As the trial court explained in its Statement of Decision, this action began as a contest of Cibula's account; however, that matter was resolved in Dana's favor, and Dana was awarded her attorney fees pursuant to section 17211, subdivision (b) in the sum of $13,616.35. The present petition was filed nine months after the contest was concluded and after plaintiffs engaged in extensive discovery through which they "learn[e]d of the many failures on the part of [Cibula] to properly carry out his duties as a trustee . . . ." On this record, we cannot find that the instant petition constitutes a contest to the trustee's account within the meaning of section 17211, subdivision (b).

This case is distinguishable from Leader v. Cords (2010) 182 Cal.App.4th 1588 (Leader), relied on by plaintiffs. There, the trustee's account "revealed that the trust had remaining assets and no liabilities. The trustee, however, refused to make a final distribution based on a collateral dispute that did not pertain to the trust. The beneficiaries successfully petitioned the probate court for an order compelling the trustee to distribute the remaining assets." (Id. at p. 1591.) The probate court refused to award the beneficiaries their attorney fees, finding "'this is not an action on an accounting.'" (Id. at p. 1594.) The court of appeal reversed, finding that "'the mere furnishing of an account showing the receipt of trust funds and the use made thereof does not fulfill the duties of a trustee. He is under the further constraint to deliver the property to his beneficiary, since the latter is the rightful owner.' [Citation.] [The trustee's] duty to account was inseparable from his duty to carry out the terms of the Trust by distributing the remaining Trust assets, and [the beneficiaries'] petition arose from and was directly related to his account." (Id. at pp. 1598-1599.)

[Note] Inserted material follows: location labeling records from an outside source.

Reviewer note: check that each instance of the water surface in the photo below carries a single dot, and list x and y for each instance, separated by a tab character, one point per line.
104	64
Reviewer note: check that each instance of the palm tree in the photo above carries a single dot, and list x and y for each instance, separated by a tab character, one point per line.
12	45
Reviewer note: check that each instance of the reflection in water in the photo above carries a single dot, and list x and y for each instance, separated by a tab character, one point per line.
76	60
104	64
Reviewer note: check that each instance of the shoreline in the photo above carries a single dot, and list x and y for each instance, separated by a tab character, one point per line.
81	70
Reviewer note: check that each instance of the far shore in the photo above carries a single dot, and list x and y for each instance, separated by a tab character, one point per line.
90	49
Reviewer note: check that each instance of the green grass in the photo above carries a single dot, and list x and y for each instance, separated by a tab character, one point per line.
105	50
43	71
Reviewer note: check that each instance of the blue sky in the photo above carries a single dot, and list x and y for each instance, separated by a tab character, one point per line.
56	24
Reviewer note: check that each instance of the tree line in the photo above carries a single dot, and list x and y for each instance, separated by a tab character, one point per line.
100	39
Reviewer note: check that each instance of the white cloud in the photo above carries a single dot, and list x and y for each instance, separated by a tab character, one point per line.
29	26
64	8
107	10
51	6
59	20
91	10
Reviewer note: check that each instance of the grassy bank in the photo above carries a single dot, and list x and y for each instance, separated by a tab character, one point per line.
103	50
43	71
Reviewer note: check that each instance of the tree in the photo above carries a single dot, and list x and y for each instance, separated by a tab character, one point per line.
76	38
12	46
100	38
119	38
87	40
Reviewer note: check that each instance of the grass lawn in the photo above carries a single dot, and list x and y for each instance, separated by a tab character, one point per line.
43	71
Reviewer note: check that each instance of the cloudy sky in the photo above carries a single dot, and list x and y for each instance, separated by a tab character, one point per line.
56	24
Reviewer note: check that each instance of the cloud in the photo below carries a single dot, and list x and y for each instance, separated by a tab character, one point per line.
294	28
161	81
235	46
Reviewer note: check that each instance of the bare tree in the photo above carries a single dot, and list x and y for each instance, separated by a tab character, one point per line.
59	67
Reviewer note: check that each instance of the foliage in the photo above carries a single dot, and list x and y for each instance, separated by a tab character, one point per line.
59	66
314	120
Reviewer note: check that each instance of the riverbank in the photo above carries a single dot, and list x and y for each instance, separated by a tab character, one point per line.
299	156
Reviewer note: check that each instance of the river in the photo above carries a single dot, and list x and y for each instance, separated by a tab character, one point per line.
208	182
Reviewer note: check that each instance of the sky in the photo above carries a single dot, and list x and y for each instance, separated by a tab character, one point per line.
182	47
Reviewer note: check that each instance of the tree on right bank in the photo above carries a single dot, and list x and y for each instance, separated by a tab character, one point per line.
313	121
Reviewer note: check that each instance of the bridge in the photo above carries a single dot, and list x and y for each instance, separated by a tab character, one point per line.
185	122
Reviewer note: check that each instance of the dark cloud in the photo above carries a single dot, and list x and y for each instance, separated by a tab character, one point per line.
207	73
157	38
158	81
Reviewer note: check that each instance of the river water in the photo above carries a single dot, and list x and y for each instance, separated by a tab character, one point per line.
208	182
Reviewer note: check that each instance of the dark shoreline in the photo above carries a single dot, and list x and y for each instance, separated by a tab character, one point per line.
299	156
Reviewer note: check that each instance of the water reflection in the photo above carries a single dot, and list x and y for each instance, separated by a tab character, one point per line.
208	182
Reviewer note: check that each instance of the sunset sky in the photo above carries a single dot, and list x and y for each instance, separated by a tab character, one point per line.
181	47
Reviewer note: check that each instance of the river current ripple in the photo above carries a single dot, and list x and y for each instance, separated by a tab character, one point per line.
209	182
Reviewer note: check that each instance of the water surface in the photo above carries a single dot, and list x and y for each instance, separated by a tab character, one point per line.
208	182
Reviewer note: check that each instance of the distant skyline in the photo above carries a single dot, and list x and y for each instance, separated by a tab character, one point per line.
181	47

Contrary to respondent's assertion, plaintiffs' failure to cite Leader in the trial court does not preclude them from relying on it on appeal because the issue addressed therein was raised in the trial court. We likewise reject respondent's contention that plaintiffs waived this or any of their other claims on appeal by failing to object to the Statement of Decision. The doctrine of implied findings, relied on by respondent, requires that an appellant "bring ambiguities and omissions in the factual findings of the statement of decision to the trial court's attention. If the appellant fails to do so, the reviewing court will infer the trial court made every implied factual finding necessary to uphold its decision, even on issues not addressed in the statement of decision." (Fladeboe v. American Jsuzu Motors, Inc. (2007) 150 Cal.App.4th 42, 48.) As we understand them, plaintiffs' claims do not involve ambiguities or omissions in the Statement of Decision. Moreover, plaintiffs raised each of their claims on appeal in their opposition to the trial court's Statement of Intended Decision.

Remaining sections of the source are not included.